By Iddi Yire, GNA
Accra, Dec. 3, GNA – Microsoft will continue to intensify its support for Ghana in combating cybercrime, Ms Angela Ng’ang’a, Microsoft’s Corporate Affairs Lead for East and South Africa, has said.
She said the fight against cybercrime required the collective efforts of stakeholders through information sharing, awareness creation, capacity building and putting in place the right technical mechanism.
She lauded Ghana for the passage of the Data Protection Act, 2012 (Act 843) to safeguard personal information.
The law provides for the process by which one could obtain, hold, use or disclose personal data while the Data Protection Commission has been established as an independent body to regulate and implement its provisions.
Speaking to the Ghana News Agency in Accra on the sidelines of a Cybersecurity Conference, Ms Ng’ang’a said there was the need for governments and corporate leadership to greatly improve their cybersecurity programmes in order to enhance their preparedness to combat cybercrime.
The conference was organised by the National Information Technology Agency (NITA) in collaboration with Microsoft as part the 2016 National Cybersecurity Week Celebration.

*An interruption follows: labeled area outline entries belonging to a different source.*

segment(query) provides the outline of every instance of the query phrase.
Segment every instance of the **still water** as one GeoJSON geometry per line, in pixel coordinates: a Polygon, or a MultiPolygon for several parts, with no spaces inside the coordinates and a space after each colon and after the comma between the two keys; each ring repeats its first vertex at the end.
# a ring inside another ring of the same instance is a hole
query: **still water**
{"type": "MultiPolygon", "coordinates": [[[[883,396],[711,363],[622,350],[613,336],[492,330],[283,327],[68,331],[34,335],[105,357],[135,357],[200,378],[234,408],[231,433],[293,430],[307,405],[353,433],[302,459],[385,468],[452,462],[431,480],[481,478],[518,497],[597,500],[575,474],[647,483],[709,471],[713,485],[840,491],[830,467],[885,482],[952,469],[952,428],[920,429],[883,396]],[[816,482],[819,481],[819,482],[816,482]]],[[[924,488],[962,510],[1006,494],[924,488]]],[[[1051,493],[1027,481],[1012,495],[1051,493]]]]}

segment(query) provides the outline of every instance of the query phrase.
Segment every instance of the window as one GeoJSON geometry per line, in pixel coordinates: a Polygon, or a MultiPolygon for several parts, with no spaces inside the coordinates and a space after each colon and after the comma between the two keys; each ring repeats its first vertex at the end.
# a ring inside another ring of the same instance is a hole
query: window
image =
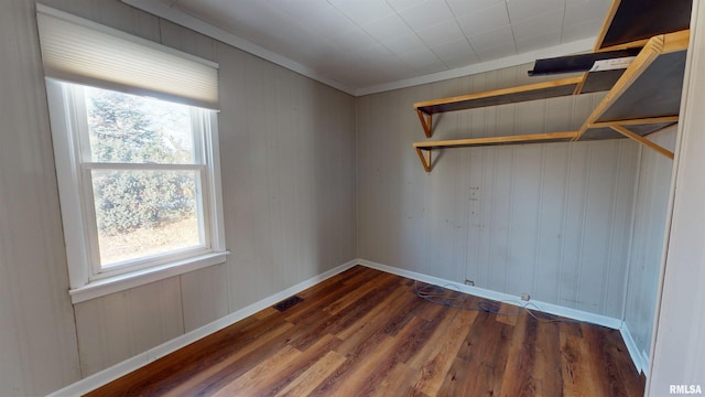
{"type": "MultiPolygon", "coordinates": [[[[75,60],[66,63],[66,56],[53,61],[53,53],[66,52],[52,50],[52,41],[69,43],[74,52],[82,47],[76,40],[110,32],[42,6],[37,10],[73,301],[225,261],[217,111],[200,106],[213,105],[213,93],[147,87],[129,76],[134,69],[124,55],[108,61],[112,73],[105,76],[72,66],[75,60]],[[67,31],[70,40],[56,40],[67,31]],[[115,66],[119,62],[127,72],[115,66]]],[[[180,56],[169,49],[161,53],[153,43],[145,47],[124,37],[118,43],[149,53],[156,62],[148,68],[162,79],[180,56]]],[[[91,54],[90,45],[84,45],[85,60],[107,51],[101,46],[91,54]]],[[[196,66],[193,74],[204,71],[202,62],[187,61],[196,66]]],[[[217,87],[212,82],[217,74],[207,66],[206,84],[197,84],[206,90],[217,87]]],[[[177,76],[183,78],[183,68],[177,76]]],[[[178,86],[181,79],[172,83],[178,86]]]]}

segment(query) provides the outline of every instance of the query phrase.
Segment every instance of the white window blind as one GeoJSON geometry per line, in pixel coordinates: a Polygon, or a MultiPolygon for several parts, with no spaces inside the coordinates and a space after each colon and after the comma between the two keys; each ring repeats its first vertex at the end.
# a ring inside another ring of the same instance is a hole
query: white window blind
{"type": "Polygon", "coordinates": [[[42,4],[36,17],[47,77],[218,109],[216,63],[42,4]]]}

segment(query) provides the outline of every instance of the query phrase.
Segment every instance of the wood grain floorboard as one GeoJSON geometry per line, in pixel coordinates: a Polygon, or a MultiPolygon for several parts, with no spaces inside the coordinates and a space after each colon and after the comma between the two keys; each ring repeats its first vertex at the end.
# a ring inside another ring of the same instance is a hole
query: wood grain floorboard
{"type": "Polygon", "coordinates": [[[88,396],[641,396],[618,331],[356,266],[88,396]]]}

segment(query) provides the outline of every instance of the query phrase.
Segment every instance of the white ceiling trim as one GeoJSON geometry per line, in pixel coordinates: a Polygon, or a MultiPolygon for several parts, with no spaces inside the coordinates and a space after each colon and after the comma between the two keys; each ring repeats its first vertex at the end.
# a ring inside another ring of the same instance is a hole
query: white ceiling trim
{"type": "Polygon", "coordinates": [[[302,74],[306,77],[313,78],[319,83],[323,83],[325,85],[328,85],[333,88],[339,89],[344,93],[347,93],[356,97],[377,94],[377,93],[383,93],[392,89],[411,87],[420,84],[435,83],[440,81],[467,76],[471,74],[494,71],[494,69],[503,68],[503,67],[521,65],[521,64],[533,62],[539,58],[547,58],[547,57],[555,57],[555,56],[564,56],[568,54],[576,54],[582,52],[589,52],[593,50],[593,46],[596,40],[596,37],[583,39],[583,40],[578,40],[571,43],[560,44],[549,49],[541,49],[541,50],[536,50],[528,53],[503,57],[500,60],[494,60],[494,61],[482,62],[479,64],[473,64],[473,65],[459,67],[452,71],[432,73],[424,76],[412,77],[412,78],[406,78],[399,82],[380,84],[380,85],[375,85],[369,87],[352,88],[341,84],[340,82],[326,77],[317,73],[316,71],[305,65],[302,65],[295,61],[281,56],[272,51],[269,51],[262,46],[259,46],[252,42],[249,42],[242,37],[239,37],[232,33],[229,33],[220,28],[216,28],[181,10],[169,7],[167,4],[161,1],[153,1],[153,0],[120,0],[120,1],[122,1],[123,3],[130,4],[134,8],[138,8],[140,10],[143,10],[145,12],[149,12],[151,14],[154,14],[156,17],[172,21],[182,26],[203,33],[207,36],[221,41],[226,44],[232,45],[239,50],[246,51],[252,55],[270,61],[276,65],[280,65],[290,71],[302,74]]]}
{"type": "Polygon", "coordinates": [[[356,96],[383,93],[392,89],[406,88],[421,84],[435,83],[449,78],[468,76],[477,73],[496,71],[499,68],[517,66],[530,62],[534,62],[541,58],[550,58],[557,56],[565,56],[571,54],[578,54],[584,52],[592,52],[595,46],[596,37],[583,39],[571,43],[555,45],[549,49],[536,50],[518,55],[507,56],[499,60],[487,61],[478,64],[473,64],[464,67],[458,67],[452,71],[444,71],[427,74],[424,76],[406,78],[399,82],[380,84],[371,87],[359,88],[355,90],[356,96]]]}

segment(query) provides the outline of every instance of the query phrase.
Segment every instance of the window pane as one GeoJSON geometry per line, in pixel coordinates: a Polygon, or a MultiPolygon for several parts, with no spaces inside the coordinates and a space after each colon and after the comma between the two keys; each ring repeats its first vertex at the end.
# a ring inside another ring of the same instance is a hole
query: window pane
{"type": "Polygon", "coordinates": [[[93,162],[193,164],[188,106],[85,87],[93,162]]]}
{"type": "Polygon", "coordinates": [[[204,246],[197,171],[91,170],[101,267],[204,246]]]}

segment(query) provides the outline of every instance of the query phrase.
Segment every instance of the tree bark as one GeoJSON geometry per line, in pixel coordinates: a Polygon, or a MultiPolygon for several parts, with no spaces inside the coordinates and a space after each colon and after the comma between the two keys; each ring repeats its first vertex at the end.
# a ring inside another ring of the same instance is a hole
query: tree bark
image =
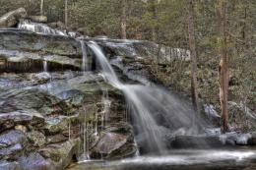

The Security Week Celebration was to create awareness on computer security incident response teams and their role in ensuring cybersecurity.
Cybersecurity is the body of technologies, processes and practices designed to protect networks, computers, programmes and data from attack, damage or unauthorised access.
Ms Ng’ang’a said the Digital Crime Unit of Microsoft had been working with governments in Africa to come out with modalities to combat cybercrime.
She said in February, this year, Bangladesh nearly lost $101 million through cybercrime.
Ms Ng’ang’a said there were about one billion Microsoft uses worldwide and that the Cyber Defence Operation Centre of Microsoft received over 300 million heists or signals intending to commit crime daily.
She, however, explained that some cyber threats recorded might be due to malfunctioning personal computers (PCs).
She cited October 31 to November 6 when Microsoft recorded over 8,434 heists from Ghana alone; adding that in the week before it recorded 8,300 cases.
Ms Ng’ang’a said on the average there were about one million heists sent from Ghana on weekly basis with the intention to commit cybercrime.
She said worldwide 63 per cent of organisations were not having the capacity to know that their system had been breached.
She said statistics showed that in 2015 it took 220 days for most organisations to know that their cybersecurity system had been breached.
Digital risk assessment and employing the right people were critical elements for organisations in the fight against cybercrime, she said.